De posse da informação, Esteves teria atuado para que o Fundo Bintang tivesse lucros astronômicos, de 400% no ano. Parte dos ganhos teria sido destinada a Lula. Palocci afirmou também que André Esteves queria administrar, em seu banco, R$ 300 milhões de propinas que seriam dados ao PT pela Odebrecht. O ex-ministro "acreditava" que o banqueiro teria conversado sobre isso com Marcelo Odebrecht, numa reunião que ele, Palocci, havia marcado.

No relatório de conclusão do inquérito, a Polícia Federal relata que foram feitas operações de busca e apreensão e que o sigilo do Fundo Bintang foi quebrado. Análises técnicas foram feitas pelo Laboratório de Tecnologia Contra Lavagem de Dinheiro da PF de São Paulo. Os dados, segundo a PF, mostraram que o fundo, apesar de ter lucrado no mês apontado por Palocci, não teve ganhos em outras operações feitas com base em decisões do Copom. "Restou afastada eventual utilização de informação privilegiada quanto a outras datas de reuniões do Copom", diz o relatório do delegado Daher.

Intimado novamente para explicar o motivo de ter indicado especificamente o fundo Bintang como instrumento de operações com uso de informações privilegiadas, Palocci admitiu que "acompanhou as notícias do mercado na época" e que o "o nome Bintang foi o que ficou na memória". Os jornais, na época, haviam feito reportagens sobre os ganhos astronômicos do Bintang em setembro de 2011.

Já Marcelo Odebrecht afirmou que "houve uma certa confusão" de Palocci sobre o destino de propinas pagas pela empreiteira ao PT. Segundo ele, André Esteves nunca administrou esses recursos. Apesar de os dois terem boa relação, o banqueiro nunca teria comentado nada com ele sobre contas que administraria para o PT. Em depoimento, André Esteves negou as acusações. Disse que nunca administrou recursos para Lula e afirmou que conheceu Bumlai apenas em 2012 —três anos depois, portanto, da reunião na piscina apontada por Palocci em que o esquema teria sido arquitetado.

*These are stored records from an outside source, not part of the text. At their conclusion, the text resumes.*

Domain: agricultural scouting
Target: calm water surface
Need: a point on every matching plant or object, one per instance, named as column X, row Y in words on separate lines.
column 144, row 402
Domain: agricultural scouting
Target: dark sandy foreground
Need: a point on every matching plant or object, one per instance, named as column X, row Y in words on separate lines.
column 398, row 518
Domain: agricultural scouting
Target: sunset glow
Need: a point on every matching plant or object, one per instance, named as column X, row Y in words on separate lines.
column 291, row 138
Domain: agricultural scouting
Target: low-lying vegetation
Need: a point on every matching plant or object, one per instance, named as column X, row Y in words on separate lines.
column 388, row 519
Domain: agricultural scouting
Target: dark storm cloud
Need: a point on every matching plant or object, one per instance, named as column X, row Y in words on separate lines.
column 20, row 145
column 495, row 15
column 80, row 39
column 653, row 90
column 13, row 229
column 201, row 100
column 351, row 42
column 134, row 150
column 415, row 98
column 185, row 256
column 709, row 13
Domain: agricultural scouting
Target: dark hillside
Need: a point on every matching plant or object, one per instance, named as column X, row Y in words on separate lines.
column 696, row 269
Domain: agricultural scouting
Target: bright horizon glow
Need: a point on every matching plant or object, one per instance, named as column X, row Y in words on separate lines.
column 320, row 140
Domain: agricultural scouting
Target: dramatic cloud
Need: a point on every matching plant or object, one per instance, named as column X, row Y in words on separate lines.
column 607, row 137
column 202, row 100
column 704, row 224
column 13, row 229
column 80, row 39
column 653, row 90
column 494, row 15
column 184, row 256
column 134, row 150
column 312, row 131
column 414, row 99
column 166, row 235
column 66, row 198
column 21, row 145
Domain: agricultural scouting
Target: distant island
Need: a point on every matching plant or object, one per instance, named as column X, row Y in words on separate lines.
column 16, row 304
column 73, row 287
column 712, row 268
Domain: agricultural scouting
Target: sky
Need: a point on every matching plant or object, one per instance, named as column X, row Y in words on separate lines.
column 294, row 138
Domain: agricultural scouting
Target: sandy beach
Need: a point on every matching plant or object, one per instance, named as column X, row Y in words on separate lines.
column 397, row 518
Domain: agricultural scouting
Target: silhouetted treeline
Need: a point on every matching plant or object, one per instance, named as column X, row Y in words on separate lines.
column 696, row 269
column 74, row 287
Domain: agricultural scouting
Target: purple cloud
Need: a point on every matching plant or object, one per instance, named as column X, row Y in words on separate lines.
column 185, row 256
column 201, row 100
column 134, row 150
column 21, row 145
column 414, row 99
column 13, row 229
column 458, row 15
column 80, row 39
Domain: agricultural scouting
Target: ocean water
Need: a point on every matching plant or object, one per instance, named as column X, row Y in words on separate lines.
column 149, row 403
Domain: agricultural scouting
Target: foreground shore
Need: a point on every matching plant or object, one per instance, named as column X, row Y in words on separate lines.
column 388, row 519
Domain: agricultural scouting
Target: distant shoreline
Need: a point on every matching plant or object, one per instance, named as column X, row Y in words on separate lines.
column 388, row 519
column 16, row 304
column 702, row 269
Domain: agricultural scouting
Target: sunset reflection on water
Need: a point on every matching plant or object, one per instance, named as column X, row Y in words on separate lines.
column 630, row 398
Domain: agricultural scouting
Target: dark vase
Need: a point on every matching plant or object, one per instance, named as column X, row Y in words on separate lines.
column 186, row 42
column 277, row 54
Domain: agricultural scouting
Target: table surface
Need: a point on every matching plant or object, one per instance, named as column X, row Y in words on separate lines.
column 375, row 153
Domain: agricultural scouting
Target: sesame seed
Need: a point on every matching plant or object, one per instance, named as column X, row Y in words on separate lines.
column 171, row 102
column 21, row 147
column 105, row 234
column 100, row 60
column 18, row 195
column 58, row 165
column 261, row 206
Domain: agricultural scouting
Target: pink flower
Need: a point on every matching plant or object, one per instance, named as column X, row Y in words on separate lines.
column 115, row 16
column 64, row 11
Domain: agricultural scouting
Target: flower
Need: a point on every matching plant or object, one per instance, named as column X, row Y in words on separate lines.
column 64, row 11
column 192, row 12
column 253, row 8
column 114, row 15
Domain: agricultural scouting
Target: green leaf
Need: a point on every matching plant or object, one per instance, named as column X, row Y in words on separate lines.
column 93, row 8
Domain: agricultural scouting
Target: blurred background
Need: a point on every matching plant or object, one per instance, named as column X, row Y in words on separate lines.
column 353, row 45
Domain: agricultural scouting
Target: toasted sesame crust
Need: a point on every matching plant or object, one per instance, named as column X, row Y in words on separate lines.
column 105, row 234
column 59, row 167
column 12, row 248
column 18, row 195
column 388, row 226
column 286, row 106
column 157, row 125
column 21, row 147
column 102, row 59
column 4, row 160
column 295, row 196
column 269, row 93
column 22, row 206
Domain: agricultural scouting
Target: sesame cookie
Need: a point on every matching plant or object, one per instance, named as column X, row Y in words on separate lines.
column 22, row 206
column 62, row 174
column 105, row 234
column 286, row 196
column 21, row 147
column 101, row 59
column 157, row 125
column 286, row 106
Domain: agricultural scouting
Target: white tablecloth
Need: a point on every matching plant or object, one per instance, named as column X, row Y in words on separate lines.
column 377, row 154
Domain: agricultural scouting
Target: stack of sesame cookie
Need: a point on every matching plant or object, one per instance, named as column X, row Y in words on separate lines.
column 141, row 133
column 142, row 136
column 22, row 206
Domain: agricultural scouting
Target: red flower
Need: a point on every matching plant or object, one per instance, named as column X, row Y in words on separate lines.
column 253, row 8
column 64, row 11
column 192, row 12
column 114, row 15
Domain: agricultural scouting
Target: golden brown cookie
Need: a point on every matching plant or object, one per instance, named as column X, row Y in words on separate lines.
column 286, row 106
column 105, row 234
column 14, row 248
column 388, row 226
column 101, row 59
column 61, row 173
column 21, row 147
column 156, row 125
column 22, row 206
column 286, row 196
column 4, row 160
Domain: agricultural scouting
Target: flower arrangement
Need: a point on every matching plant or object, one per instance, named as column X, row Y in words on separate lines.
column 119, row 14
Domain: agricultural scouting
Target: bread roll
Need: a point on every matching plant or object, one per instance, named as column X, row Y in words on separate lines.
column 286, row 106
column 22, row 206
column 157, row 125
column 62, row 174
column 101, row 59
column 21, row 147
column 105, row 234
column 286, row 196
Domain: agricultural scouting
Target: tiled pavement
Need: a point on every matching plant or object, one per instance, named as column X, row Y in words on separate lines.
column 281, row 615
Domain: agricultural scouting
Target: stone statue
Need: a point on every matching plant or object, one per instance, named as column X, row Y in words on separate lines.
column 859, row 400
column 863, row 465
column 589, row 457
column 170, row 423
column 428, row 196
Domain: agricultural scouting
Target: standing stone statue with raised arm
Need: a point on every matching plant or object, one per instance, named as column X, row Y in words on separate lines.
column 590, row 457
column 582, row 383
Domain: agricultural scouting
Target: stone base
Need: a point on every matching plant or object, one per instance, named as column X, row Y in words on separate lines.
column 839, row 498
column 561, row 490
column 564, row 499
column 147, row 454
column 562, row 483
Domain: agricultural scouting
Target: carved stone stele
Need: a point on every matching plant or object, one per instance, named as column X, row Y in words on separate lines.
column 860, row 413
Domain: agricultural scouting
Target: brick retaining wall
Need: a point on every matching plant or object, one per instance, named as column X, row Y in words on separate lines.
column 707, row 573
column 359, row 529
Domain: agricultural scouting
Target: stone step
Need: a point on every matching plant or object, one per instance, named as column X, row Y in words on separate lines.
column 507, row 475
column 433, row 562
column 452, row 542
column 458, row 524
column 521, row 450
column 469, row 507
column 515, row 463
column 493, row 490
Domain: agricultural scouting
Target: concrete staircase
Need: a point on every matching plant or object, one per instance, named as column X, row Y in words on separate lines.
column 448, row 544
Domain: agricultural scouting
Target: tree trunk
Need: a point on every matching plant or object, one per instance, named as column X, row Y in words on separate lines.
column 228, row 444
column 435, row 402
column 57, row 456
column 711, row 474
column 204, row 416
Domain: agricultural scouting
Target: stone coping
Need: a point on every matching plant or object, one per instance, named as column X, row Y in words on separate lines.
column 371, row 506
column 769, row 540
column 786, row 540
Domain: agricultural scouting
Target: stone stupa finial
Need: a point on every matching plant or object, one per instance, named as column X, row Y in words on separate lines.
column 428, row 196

Além disso, o BTG não teria nenhuma ingerência sobre o Fundo Bintang, gerido por um único cotista, Marcelo Augusto Lustoza de Souza, que administrava seus próprios recursos. Lustoza também afirmou que não conhecia Esteves. O banqueiro afirmou ainda que seria estranho recorrer a Palocci para marcar um encontro com Marcelo Odebrecht, já que ele era muito mais próximo do empreiteiro do que do ex-ministro.